Kemudian saya akan malu bahwa saya tidak hanya membayar uang tambahan dan menyuruh anak laki-laki itu menyobek air mata di sandal saya. Tetapi pada saat ini, saya bepergian-mentah dan lelah, jadi saya pikir bukan kerugian saya sendiri dalam transaksi - sandal seratus dolar saya, hancur. Bagaimana saya tidak ingin dia menipu orang lain, dan tentang apa yang benar dan apa yang salah, yang tentu saja jauh lebih mudah ketika Anda memiliki sarana untuk membeli sepasang sepatu seharga seratus dolar.
Jadi saya katakan, “Saya tahu Anda sengaja melakukannya. Anda merobeknya dengan alat itu. Anda menjahitnya sekarang, atau saya akan menjerit. "Bocah itu dengan cepat menjahit sandal, dan saya tidak membayar untuk" perbaikan. "Kemudian saya akan menyadari keluarganya bisa hidup selama tiga bulan dari apa yang saya bayar sandal itu. Pikiran mengembara kembali ke apa yang benar dan apa yang salah dan apa yang mengisi ruang di antaranya.
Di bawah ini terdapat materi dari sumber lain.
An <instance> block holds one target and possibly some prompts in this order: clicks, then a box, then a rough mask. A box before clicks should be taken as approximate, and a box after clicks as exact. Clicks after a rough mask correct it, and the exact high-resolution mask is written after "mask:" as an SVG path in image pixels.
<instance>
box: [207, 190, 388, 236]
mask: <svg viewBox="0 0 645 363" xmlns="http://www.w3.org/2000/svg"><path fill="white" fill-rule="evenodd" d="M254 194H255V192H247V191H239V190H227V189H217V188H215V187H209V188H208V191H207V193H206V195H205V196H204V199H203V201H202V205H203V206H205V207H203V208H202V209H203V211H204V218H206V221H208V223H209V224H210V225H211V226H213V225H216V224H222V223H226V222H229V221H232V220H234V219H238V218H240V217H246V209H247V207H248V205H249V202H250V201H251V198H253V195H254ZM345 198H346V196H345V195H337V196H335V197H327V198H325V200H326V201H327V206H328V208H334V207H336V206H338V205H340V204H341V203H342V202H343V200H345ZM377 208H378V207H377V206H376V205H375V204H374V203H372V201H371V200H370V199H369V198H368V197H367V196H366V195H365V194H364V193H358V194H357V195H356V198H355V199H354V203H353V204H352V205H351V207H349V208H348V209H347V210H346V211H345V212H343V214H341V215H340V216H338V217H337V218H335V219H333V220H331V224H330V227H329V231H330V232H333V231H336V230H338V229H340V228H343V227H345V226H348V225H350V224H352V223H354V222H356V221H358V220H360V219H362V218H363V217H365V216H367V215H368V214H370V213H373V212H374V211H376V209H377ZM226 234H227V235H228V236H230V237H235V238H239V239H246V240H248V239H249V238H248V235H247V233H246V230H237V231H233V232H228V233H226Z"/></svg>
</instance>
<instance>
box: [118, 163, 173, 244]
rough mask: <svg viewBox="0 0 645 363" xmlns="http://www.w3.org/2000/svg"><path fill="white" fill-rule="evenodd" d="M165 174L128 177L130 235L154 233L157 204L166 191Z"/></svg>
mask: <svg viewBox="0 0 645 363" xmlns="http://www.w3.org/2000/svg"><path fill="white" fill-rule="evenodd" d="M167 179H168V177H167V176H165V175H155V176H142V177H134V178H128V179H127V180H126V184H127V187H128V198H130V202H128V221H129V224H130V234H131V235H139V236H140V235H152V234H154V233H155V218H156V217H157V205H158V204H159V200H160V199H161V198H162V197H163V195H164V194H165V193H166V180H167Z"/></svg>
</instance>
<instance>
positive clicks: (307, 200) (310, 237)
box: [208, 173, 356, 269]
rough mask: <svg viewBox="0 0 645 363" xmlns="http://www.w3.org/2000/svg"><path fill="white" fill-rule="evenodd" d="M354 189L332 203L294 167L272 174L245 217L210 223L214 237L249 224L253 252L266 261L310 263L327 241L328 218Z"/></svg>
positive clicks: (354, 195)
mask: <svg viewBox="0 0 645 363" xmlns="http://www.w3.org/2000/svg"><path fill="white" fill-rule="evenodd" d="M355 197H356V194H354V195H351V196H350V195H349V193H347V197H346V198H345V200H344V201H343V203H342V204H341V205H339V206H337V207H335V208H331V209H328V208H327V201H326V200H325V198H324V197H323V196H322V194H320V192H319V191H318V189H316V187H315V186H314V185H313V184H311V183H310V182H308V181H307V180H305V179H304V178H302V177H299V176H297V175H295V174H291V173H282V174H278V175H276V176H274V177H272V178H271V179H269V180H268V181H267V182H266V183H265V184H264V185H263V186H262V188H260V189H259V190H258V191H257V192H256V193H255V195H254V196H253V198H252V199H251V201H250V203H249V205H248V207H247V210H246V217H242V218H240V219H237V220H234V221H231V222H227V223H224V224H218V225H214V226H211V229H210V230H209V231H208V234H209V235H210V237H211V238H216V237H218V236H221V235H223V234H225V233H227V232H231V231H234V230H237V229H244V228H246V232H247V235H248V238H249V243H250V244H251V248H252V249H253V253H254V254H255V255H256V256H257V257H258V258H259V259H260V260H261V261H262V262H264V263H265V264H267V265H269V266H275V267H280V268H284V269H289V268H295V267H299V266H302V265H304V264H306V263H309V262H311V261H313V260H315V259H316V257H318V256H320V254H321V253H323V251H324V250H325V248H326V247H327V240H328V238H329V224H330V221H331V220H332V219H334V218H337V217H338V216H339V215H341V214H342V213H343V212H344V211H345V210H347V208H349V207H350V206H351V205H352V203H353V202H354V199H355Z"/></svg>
Sholeh tidak mengatakan aku memberitahumu meskipun aku pantas menerimanya. Dan aku tidak memberitahunya bahwa aku seharusnya mendengarkannya karena itu juga tidak jelas.
Dan kemudian ada ini: Kereta tiba, dan pasangan setengah baya turun dengan pemandu mereka. Suaminya memberi tahu pemandu,
Kuharap kita tinggal di tempat yang bagus. Istri saya suka kemewahan, Anda tahu.”
"Pantas, " sang istri mengoreksi dirinya.
"Baiklah, " kata pemandu, "dia akan memiliki langit."